Wu Jinglian (吴敬琏; born January 24, 1930) is one of the preeminent economists of PR China, primarily specializing in economic policy as it applies to China’s ongoing series of economic reforms.
Renowned for his resolute conviction that socialism is compatible with a market system, he is affectionately referred to in the media as Wu Market.
Wu graduated from Fudan University with a degree in economics in 1954. He later attended the Institute of Economics at the Chinese Academy of Social Sciences. Through his long career, he has, in addition to his professorships at Chinese universities, been visiting researcher and professor at a number of international universities, including Yale, MIT, Duke, Stanford, and Oxford.
In the 1980s and ’90s, he was an adviser to China’s leaders, including Deng Xiaoping.

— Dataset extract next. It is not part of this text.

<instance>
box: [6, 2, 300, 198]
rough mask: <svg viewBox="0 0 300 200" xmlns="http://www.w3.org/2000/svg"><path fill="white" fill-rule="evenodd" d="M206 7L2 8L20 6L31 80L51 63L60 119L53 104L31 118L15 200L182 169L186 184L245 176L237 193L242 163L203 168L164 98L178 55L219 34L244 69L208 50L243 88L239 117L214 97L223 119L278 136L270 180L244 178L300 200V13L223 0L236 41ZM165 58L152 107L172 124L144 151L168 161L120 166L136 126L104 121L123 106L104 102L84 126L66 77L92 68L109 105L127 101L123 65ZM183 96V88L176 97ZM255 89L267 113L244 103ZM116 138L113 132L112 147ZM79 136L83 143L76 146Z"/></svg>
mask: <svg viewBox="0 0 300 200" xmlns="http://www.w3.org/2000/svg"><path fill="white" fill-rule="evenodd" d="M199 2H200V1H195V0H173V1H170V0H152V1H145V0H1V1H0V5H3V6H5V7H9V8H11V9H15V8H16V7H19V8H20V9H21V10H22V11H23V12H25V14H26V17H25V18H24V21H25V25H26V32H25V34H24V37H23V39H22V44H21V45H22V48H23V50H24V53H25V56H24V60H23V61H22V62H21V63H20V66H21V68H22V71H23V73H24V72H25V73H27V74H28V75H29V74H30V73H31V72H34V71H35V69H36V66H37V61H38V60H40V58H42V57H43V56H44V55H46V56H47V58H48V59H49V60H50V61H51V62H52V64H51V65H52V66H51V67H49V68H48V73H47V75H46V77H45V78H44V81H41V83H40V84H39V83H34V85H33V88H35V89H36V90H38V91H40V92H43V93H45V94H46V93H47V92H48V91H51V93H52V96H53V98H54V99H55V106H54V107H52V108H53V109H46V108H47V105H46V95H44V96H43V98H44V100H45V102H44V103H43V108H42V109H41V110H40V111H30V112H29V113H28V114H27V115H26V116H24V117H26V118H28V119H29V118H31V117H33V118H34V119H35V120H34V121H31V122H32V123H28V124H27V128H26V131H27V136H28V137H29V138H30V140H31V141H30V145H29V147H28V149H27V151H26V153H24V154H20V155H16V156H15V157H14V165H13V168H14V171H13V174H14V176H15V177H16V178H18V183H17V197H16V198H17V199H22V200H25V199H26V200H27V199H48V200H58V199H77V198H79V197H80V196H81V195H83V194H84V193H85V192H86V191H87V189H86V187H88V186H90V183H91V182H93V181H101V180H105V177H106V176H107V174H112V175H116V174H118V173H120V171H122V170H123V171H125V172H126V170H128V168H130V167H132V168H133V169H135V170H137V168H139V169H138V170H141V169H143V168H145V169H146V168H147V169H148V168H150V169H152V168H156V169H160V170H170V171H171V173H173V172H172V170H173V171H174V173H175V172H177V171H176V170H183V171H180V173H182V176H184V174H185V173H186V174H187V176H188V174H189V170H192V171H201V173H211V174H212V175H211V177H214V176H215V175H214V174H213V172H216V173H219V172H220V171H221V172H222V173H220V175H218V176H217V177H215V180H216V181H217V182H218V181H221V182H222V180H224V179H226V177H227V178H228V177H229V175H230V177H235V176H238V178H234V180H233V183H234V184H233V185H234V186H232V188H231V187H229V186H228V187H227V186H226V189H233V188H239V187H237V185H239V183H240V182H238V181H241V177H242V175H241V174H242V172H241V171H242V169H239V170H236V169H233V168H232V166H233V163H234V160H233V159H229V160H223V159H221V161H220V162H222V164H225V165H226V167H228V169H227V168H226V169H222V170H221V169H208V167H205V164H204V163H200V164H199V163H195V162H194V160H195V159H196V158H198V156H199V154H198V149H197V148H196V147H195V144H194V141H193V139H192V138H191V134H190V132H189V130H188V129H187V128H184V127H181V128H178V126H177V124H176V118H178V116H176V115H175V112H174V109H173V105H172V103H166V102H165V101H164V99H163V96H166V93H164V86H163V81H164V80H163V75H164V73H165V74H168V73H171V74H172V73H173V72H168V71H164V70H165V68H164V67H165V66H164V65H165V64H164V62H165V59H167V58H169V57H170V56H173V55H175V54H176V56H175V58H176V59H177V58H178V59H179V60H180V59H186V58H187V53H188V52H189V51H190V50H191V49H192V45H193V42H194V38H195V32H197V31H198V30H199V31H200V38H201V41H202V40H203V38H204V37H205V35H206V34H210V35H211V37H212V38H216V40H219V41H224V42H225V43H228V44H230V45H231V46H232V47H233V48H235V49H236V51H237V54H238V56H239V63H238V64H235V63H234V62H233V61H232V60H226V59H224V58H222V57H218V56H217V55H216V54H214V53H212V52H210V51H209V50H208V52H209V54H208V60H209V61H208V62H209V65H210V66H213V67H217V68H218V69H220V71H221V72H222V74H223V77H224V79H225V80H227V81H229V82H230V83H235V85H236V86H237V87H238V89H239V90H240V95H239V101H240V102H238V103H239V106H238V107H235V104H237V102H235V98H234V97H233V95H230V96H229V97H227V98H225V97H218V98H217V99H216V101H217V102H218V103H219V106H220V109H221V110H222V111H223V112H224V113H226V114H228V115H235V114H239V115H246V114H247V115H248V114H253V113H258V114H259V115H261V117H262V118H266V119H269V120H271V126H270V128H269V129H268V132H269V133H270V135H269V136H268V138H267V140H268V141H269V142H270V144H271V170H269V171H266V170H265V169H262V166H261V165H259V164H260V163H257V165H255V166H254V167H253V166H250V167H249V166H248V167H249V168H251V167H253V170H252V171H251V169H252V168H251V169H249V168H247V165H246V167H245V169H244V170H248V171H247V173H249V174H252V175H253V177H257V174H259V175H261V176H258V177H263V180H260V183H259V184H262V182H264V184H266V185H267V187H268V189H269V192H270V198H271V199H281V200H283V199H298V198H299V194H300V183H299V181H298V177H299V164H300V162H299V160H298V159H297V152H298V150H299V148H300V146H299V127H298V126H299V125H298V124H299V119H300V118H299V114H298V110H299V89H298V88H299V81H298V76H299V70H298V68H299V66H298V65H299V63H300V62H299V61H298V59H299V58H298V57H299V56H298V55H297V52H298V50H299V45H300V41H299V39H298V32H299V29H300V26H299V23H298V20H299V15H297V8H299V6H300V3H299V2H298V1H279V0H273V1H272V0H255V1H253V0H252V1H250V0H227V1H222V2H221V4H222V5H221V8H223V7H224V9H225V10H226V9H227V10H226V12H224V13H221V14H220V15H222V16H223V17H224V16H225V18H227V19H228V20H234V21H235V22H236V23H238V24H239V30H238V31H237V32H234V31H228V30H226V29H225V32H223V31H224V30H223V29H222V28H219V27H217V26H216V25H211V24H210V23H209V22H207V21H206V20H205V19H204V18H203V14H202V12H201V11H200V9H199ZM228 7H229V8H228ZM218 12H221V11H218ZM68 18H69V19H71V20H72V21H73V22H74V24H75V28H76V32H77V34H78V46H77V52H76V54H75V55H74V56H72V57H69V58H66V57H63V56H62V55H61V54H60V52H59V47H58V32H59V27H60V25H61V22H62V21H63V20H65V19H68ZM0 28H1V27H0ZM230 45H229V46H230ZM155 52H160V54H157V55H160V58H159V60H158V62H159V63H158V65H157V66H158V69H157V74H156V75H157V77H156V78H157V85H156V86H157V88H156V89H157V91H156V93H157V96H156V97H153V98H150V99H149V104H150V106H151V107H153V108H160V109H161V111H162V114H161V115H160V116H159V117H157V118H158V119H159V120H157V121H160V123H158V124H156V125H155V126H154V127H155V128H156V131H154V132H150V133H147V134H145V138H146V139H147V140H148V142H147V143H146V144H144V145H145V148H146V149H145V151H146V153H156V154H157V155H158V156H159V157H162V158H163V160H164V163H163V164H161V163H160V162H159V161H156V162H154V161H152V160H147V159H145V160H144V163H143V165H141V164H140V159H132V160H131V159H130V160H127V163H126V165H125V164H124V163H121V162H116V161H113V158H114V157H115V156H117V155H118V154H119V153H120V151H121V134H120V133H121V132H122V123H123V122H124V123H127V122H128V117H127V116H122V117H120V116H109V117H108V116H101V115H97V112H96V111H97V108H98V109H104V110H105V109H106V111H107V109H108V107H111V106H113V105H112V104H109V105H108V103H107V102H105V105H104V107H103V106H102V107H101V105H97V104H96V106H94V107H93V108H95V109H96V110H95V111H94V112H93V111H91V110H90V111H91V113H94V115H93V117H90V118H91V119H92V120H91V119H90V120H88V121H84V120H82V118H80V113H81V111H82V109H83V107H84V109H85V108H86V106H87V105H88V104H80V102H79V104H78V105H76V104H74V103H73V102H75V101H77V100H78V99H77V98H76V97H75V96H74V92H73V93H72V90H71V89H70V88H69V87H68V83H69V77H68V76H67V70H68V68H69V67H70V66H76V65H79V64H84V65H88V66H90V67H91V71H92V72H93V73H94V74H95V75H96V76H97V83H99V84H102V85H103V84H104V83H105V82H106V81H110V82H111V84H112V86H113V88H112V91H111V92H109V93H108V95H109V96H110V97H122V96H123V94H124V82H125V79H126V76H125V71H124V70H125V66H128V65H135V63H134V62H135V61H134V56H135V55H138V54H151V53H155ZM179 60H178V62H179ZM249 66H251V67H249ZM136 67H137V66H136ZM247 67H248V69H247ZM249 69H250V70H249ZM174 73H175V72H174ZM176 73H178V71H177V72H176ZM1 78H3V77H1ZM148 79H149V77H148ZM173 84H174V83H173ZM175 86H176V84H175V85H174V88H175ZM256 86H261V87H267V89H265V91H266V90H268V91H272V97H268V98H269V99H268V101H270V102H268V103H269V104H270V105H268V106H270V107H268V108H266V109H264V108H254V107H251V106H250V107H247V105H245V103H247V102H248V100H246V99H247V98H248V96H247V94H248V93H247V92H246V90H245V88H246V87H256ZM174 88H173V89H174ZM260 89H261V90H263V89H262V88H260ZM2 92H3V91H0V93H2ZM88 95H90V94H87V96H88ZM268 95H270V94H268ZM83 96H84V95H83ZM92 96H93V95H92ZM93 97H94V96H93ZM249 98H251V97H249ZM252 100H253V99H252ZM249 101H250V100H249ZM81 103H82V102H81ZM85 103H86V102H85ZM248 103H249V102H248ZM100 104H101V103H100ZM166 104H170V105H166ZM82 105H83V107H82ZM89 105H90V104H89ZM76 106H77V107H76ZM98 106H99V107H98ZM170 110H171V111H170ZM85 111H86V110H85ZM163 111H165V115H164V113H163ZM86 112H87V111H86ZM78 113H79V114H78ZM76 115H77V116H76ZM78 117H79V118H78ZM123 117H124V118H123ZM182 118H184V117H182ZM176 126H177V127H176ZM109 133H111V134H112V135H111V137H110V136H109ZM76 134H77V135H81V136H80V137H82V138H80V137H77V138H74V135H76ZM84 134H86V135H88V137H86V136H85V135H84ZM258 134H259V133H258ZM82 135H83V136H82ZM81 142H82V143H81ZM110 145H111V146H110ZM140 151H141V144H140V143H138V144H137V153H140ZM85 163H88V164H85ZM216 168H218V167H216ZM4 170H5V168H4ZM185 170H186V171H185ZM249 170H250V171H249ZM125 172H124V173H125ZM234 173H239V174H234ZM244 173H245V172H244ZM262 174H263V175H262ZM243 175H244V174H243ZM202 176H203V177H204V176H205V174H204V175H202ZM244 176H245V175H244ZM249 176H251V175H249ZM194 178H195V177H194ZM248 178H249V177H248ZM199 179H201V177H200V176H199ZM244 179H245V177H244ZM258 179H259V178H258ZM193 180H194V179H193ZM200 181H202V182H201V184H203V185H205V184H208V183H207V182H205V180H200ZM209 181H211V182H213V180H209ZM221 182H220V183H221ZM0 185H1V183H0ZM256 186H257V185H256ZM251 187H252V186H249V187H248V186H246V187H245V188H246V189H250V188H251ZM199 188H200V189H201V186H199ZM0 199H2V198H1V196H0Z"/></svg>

For more than thirty years, Wu Jinglian has been widely regarded as China’s most celebrated and influential economist. In the late 1970s, Wu (b. 1930) was one of a small group of economic thinkers who broke with Marxist concepts and learned the principles of a market economy. Since then he has been at the center of economic reform in China, moving seamlessly as an “insider outsider” between academic and policy roles.

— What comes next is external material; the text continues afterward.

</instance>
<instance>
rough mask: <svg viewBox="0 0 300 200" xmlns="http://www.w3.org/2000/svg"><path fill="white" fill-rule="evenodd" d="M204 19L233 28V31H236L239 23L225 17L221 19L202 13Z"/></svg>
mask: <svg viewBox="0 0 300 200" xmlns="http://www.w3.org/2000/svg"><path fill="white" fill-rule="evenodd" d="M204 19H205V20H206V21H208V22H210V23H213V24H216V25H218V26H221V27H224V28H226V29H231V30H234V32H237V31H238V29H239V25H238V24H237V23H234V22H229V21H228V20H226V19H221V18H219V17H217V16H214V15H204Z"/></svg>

Wu pointed out that “old-style Maoists” have been gaining influence in the government since 2004. These groups, he said, are pressing for a return to central planning and placing blame for corruption and social inequality on the very market reforms he championed.
Wu also pointed out that corrupt bureaucrats are pushing for the state to take a larger economic role so they can cash in on their positions through payoffs and bribes, as well as by steering business to allies.
Wu Jinglian once compared Chinese stock markets to the casinos, even worse. He said that at least the casinos have stronger rules, and don’t have price manipulation.